I googled this topic: See https://www.tandfonline.com/doi/pdf/10.1080/02786828408959006
Equation (3) is a better form of Maxwell's formula. The effusion rate (number per second per unit area) $R=\frac{n \bar{v}}{4}$ is a well-known result that can be derived with some calculus.($n$ is the concentration=number of particles per unit volume). I don't know that you have your units right in the OP, but again see equation (3). The $4 \pi R^2$ in that formula is the surface area of the droplet. (3) makes complete sense.

 

[zoofog]

I googled this topic: See https://www.tandfonline.com/doi/pdf/10.1080/02786828408959006
Equation (3) is a better form of Maxwell's formula. The effusion rate (number per second per unit area) $R=\frac{n \bar{v}}{4}$ is a well-known result that can be derived with some calculus.($n$ is the concentration=number of particles per unit volume). I don't know that you have your units right in the OP, but again see equation (3). The $4 \pi R^2$ in that formula is the surface area of the droplet. (3) makes complete sense.
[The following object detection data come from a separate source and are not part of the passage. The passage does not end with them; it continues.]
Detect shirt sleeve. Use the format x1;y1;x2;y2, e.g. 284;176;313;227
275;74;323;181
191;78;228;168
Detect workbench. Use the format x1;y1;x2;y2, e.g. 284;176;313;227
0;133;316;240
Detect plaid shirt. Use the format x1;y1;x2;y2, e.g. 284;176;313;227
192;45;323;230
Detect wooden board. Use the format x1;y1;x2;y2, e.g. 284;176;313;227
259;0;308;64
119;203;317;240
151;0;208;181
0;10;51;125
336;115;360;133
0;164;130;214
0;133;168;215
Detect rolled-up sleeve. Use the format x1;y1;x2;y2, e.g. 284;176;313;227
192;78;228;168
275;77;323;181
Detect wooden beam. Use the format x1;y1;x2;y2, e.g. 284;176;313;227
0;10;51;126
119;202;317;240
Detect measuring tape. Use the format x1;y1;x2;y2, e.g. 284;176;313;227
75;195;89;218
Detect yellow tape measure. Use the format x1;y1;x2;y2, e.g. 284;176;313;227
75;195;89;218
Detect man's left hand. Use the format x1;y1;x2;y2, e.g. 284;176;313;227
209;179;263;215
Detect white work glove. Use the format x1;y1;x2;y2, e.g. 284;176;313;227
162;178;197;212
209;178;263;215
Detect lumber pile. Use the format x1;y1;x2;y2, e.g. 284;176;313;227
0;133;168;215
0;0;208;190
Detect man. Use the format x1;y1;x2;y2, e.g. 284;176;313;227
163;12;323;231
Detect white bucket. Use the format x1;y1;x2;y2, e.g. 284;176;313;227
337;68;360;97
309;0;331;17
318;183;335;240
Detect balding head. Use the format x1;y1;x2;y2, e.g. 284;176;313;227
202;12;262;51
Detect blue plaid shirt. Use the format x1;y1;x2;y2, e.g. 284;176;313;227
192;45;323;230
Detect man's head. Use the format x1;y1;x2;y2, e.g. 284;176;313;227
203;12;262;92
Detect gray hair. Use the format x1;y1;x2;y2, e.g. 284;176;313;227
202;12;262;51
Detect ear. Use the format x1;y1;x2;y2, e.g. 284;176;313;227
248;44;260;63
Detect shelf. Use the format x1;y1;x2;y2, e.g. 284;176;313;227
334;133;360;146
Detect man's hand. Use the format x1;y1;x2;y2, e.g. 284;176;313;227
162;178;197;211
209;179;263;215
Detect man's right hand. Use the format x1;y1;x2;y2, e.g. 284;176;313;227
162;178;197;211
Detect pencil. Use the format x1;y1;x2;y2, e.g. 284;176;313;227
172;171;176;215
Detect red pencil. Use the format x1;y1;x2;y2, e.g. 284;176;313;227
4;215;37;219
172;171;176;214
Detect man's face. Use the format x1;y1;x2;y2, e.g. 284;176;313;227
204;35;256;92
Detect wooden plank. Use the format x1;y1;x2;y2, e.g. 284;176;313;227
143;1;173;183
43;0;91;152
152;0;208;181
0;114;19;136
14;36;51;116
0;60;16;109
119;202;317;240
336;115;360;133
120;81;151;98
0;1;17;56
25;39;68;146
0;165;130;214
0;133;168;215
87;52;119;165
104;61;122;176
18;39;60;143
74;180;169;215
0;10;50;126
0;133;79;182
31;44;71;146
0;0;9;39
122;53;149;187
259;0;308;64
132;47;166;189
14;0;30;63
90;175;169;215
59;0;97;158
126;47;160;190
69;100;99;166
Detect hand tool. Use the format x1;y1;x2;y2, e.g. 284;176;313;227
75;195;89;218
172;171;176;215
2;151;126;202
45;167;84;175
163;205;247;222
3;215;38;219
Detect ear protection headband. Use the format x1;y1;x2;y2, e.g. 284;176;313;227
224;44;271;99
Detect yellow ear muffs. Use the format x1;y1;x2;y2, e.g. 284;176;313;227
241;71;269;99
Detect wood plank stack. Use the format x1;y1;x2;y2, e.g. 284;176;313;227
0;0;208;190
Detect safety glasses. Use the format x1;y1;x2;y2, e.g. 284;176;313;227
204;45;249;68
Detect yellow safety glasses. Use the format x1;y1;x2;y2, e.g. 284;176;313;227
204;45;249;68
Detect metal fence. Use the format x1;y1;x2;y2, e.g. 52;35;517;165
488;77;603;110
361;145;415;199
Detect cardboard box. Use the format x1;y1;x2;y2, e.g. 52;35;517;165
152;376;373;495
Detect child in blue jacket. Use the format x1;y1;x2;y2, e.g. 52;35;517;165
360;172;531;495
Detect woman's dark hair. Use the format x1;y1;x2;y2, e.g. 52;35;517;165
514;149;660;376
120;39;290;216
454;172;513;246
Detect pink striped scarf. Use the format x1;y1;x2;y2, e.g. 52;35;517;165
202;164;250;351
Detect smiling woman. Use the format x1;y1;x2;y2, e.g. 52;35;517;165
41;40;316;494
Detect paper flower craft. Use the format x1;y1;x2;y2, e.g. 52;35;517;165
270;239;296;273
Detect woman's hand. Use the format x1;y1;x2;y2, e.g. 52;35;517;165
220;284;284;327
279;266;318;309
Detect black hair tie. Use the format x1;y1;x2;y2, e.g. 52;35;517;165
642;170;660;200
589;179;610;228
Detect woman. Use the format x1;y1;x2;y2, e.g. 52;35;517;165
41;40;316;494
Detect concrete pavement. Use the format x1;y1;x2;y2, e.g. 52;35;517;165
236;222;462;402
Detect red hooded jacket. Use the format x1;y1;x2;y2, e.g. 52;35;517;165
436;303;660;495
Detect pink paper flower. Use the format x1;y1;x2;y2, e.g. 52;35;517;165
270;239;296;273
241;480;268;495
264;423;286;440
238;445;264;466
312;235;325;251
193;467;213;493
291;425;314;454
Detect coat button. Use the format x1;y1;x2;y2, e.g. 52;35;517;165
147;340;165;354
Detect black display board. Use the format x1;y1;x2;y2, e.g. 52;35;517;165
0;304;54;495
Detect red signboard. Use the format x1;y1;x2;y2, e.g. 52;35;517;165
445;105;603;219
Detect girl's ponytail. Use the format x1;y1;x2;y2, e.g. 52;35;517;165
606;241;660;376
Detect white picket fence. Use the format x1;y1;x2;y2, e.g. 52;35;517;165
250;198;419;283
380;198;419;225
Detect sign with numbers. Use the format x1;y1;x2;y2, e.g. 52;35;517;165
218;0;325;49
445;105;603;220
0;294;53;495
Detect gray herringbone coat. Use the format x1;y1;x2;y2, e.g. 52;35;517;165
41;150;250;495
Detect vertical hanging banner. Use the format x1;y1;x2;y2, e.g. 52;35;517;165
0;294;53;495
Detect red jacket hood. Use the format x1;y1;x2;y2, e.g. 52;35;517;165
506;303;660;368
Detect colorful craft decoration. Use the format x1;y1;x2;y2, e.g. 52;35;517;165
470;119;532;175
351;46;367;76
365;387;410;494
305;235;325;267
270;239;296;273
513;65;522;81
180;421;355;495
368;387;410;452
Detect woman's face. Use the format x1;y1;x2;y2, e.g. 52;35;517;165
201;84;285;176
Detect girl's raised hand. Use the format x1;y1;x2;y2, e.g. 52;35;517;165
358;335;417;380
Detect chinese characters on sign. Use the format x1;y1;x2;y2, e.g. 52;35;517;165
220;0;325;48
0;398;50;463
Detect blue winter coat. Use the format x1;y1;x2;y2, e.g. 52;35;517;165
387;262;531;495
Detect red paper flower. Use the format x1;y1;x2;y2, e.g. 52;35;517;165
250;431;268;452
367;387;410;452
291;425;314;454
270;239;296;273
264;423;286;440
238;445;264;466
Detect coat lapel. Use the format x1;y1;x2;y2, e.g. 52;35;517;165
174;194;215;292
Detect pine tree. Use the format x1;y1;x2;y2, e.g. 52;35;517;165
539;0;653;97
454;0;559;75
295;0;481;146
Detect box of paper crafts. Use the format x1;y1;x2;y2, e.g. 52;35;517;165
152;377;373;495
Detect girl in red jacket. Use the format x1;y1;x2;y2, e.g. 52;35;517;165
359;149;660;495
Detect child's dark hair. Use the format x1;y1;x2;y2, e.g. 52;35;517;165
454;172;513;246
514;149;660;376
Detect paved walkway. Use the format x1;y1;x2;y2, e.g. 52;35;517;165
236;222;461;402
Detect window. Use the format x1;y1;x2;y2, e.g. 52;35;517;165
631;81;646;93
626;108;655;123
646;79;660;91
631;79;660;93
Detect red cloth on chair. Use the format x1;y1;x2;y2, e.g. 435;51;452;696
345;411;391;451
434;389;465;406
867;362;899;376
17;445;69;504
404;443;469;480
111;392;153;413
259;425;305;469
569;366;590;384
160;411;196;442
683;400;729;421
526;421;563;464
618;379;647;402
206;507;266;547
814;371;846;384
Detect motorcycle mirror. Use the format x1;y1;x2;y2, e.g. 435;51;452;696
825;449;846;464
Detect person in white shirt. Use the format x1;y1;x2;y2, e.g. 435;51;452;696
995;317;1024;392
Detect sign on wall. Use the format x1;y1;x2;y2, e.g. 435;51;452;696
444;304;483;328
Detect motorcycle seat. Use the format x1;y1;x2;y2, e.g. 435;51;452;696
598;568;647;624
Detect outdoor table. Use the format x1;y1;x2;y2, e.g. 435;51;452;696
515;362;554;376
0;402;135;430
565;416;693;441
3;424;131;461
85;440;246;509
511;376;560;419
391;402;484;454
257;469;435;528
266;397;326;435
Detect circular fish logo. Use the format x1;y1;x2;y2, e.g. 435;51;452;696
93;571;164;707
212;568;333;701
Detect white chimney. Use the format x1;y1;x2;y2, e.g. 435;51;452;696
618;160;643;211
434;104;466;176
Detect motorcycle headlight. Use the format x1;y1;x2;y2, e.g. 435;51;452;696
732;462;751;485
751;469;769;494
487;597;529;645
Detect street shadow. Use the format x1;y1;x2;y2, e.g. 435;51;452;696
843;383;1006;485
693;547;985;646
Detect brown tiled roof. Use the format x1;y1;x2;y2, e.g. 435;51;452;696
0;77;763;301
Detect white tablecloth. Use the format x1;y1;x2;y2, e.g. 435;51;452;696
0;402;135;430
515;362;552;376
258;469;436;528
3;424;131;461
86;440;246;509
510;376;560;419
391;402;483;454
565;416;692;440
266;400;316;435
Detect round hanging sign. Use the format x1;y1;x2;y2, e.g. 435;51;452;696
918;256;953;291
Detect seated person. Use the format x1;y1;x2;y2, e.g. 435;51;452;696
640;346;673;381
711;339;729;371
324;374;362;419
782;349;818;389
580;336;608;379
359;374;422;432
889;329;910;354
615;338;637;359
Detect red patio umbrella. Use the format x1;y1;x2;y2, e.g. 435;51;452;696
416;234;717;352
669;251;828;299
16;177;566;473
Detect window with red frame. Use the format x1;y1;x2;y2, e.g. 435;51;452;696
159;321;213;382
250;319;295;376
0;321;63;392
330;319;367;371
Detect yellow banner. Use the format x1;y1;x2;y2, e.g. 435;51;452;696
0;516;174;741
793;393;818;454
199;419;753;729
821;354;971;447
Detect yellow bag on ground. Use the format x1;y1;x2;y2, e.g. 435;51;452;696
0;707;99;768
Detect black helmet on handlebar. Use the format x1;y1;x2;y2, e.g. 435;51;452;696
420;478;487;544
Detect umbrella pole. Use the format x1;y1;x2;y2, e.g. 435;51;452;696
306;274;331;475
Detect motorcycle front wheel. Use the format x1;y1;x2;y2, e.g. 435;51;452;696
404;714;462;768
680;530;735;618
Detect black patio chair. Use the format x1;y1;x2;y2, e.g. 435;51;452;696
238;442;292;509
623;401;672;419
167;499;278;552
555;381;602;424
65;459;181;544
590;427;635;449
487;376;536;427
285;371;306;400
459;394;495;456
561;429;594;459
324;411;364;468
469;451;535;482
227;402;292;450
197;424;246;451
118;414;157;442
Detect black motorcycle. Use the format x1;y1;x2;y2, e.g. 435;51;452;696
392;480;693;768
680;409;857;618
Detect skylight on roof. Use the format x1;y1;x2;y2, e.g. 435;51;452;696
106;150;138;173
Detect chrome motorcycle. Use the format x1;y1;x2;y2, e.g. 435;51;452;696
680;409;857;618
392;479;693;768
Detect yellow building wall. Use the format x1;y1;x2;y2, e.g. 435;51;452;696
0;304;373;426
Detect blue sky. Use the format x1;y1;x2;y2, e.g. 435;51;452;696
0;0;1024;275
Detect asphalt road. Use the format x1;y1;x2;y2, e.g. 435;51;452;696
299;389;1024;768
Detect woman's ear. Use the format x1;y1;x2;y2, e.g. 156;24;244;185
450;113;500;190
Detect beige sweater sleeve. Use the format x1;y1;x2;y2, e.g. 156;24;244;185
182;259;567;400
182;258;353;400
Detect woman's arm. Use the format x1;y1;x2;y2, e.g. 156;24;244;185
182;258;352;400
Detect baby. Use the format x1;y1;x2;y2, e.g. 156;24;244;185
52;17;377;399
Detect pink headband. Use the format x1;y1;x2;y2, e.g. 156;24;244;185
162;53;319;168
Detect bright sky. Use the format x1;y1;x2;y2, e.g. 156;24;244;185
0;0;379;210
Thank you ever so much. It will take me time (as probably days) to digest and use the new search terms to learn what I can on my own before asking for more help. Thanks again. I was mistified why circumference and not surface area was in my equation.

 

[zoofog]

I looked at the Seaver (1983). I wish I could understand it fully (or even partially). I forgot calculus it came easily and went just as easily (40 years ago). Seaver though is developing a formula for drops smaller than 2 microns and Seaver confirms any drop larger is Maxwellian (ie yields best correlation to experimental data). Taking your lead of Seaver's equation (3) I am reading Fuchs (1959) rendition that in part is available on Google books and I'll see where it takes me. Fuch's is good about symbols and in conserving units and actually provides a Maxwell gas law combo equation that will let me input my partial pressures without the risk of deriving the wrong equation on my own. Algebra I am still sound on and Fuchs first chapter is Algebraic.